Lire l'identité de Bézout affichée par le calculateur
L'identité de Bézout est un théorème simple à énoncer mais peu enseigné en détail : pour deux entiers a et b, il existe toujours deux entiers u et v — appelés coefficients de Bézout — tels que a×u + b×v soit exactement égal au PGCD de a et b. Le calculateur ne se contente pas d'afficher le résultat final : il montre chaque étape de la remontée, de la même façon qu'on la ferait à la main sur une feuille, ce qui permet de suivre le raisonnement plutôt que de simplement lire un nombre.
Prenons 12 et 18 comme exemple, déjà familier de l'algorithme d'Euclide classique : 18 = 12×1 + 6, puis 12 = 6×2 + 0. Pour retrouver les coefficients, on remonte à partir de l'avant-dernière ligne : 6 = 18 − 12×1, ce qui se réécrit directement comme 12×(−1) + 18×(1) = 6. On a donc u = −1 et v = 1 pour la paire (12, 18) — et on peut vérifier : 12×(−1) + 18×1 = −12 + 18 = 6, qui est bien le PGCD(12, 18) trouvé plus tôt.
Ce que signifient concrètement les coefficients u et v
L'inverse modulaire d'un nombre a modulo n est le nombre x tel que a×x laisse un reste de 1 dans la division par n (on note cela a×x ≡ 1 mod n). Ce calcul n'a de sens que si a et n sont premiers entre eux — sinon aucun inverse modulaire n'existe.
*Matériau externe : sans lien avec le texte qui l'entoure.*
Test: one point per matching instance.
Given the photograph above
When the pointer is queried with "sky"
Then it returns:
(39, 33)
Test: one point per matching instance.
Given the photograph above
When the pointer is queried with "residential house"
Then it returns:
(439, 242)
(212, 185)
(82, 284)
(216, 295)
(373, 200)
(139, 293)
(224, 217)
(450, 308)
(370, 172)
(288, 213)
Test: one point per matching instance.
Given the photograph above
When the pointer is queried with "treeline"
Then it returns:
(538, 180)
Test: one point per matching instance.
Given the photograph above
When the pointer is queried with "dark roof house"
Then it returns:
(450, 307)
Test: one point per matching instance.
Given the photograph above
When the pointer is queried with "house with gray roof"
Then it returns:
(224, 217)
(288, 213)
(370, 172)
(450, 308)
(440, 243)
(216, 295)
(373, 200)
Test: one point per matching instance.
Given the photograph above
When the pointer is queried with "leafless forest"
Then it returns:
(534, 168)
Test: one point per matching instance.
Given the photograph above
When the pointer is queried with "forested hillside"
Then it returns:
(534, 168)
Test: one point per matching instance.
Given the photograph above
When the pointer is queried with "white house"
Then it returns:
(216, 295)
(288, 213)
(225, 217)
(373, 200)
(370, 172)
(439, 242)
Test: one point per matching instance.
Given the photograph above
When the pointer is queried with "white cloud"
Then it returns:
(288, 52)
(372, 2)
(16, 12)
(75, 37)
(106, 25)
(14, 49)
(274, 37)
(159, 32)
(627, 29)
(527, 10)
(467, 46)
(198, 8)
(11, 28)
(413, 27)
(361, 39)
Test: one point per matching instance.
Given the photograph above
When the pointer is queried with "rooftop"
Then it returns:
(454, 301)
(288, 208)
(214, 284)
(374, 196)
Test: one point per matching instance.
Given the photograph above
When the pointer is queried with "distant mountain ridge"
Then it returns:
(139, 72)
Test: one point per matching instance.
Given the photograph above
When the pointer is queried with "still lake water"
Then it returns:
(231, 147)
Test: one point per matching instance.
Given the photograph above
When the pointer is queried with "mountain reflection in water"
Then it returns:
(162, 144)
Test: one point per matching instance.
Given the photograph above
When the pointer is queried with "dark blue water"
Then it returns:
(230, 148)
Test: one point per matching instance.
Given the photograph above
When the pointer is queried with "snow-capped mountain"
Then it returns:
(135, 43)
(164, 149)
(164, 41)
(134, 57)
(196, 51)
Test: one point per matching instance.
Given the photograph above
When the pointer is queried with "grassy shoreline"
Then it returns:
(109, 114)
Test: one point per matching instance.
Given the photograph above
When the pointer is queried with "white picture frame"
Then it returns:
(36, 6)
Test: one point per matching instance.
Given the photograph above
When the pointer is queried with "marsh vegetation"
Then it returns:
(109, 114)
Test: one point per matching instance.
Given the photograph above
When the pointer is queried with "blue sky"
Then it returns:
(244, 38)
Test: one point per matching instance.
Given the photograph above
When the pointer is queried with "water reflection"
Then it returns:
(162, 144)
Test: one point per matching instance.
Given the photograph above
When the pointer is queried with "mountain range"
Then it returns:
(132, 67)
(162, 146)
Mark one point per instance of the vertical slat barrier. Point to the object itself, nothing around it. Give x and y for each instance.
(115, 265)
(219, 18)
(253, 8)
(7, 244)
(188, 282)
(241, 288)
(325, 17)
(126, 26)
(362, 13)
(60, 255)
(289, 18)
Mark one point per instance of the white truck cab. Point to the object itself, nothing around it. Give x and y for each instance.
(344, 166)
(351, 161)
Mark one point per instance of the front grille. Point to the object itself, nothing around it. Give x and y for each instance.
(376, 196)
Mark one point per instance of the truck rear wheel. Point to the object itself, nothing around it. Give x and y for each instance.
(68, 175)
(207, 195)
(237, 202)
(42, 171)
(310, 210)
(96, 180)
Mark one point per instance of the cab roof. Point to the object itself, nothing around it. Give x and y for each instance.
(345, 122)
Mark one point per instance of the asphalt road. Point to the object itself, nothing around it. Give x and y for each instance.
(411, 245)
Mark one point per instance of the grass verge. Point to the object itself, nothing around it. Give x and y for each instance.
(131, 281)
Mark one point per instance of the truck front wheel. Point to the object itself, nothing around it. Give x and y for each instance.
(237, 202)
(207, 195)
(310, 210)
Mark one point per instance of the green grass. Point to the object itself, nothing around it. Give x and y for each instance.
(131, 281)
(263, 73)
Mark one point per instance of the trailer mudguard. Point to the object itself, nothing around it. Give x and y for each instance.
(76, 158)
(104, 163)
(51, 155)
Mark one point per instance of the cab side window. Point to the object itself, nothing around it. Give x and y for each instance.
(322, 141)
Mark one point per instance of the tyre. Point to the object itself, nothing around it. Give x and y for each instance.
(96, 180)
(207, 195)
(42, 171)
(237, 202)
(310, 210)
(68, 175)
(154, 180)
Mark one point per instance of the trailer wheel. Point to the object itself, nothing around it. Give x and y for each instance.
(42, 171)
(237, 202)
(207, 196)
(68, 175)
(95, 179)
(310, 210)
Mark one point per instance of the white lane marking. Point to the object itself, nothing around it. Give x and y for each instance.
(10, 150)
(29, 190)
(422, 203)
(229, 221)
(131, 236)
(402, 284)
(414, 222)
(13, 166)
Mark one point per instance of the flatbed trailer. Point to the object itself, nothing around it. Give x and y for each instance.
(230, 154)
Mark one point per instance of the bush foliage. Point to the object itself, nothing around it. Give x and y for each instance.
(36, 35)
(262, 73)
Or c'est précisément ce que fournit l'identité de Bézout lorsque PGCD(a, b) = 1 : dans ce cas, a×u + b×v = 1, donc a×u ≡ 1 (mod b), ce qui signifie que u est l'inverse modulaire de a modulo b (à un multiple de b près, si u est négatif il suffit de lui ajouter b jusqu'à obtenir une valeur positive).
C'est exactement ce calcul qui intervient dans le déchiffrement RSA : la clé privée d se déduit de la clé publique e en cherchant l'inverse modulaire de e par rapport à l'indicatrice d'Euler du module — un calcul qui repose entièrement sur l'algorithme d'Euclide étendu, celui-là même que le calculateur déroule visuellement dans son onglet Bézout.
| Paire (a, b) | PGCD(a, b) | u | v | Vérification |
|---|---|---|---|---|
| 12, 18 | 6 | −1 | 1 | 12×(−1)+18×1 = 6 |
| 7, 15 | 1 | −2 | 1 | 7×(−2)+15×1 = 1 |
| 21, 26 | 1 | 5 | −4 | 21×5+26×(−4) = 1 |
Notez que ces couples (u, v) ne sont pas les seuls possibles — il en existe une infinité pour chaque paire (a, b) — mais ce sont ceux que renvoie directement la remontée de l'algorithme d'Euclide étendu, la méthode la plus courante et la plus directe à appliquer à la main comme dans le calculateur.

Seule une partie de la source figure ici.